I've been in data analysis for a few years -- grew from scientific research in S...

duped · on March 4, 2022

I don't think it's incompetence so much as professional ignorance (which might be incompetence, I don't think it is). Source control is for your source code, not for your data. Your data belongs in a data base. Git is not a database, or at least shouldn't be treated like one.

Sure it's easy to call it lazy for a data set to be in some local directory and accidentally get committed. Happens to all of us. The bigger problem is "why is that data sitting on your file system in a directory, when it should be in some data base, preferably not locally."

> these tools have great power that should be used with greater training, responsibility, and care.

This screams more and more that the tools are bad. Git is famously hard to use and even harder for non-plaintext data. Databases are annoying to initialize and get access to without a developer who's done it before. The tools suck, they can be better, and require less training. It's not wrong to be lazy - it's wrong to make the lazy path dangerous.

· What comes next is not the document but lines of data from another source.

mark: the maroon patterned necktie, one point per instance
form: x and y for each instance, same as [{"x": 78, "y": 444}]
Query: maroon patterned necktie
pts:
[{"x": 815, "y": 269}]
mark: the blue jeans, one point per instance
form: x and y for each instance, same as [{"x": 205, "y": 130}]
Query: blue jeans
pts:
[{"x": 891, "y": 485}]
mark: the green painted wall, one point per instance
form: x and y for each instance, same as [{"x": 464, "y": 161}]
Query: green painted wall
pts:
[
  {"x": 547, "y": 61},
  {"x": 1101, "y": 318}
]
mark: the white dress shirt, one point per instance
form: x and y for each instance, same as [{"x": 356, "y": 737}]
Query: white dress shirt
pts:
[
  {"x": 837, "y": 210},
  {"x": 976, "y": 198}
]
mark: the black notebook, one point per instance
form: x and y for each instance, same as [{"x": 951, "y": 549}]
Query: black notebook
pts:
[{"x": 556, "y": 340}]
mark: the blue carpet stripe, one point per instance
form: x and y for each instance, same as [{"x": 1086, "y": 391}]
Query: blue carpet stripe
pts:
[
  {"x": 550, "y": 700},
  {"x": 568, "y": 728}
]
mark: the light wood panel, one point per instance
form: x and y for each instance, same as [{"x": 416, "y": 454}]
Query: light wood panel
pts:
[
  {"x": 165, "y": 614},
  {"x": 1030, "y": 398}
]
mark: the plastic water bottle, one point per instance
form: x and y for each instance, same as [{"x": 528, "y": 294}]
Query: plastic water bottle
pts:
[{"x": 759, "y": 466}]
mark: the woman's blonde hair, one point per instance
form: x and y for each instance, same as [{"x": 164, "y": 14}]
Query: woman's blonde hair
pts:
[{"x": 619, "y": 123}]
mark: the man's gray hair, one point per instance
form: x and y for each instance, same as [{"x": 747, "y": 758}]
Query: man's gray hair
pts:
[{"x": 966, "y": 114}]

Karellen · on March 4, 2022

> Git is not a database

Um, yeah, it is - by most reasonable definitions of the word "database".

No doubt there are a few unusually-narrow definitions of "database" out there that would exclude Git, but I'm pretty certain they're in the minority.

duped · on March 4, 2022

I'm not talking about pedantry, but pragmatism. Git is not designed to be used as a conventional database, and should not be.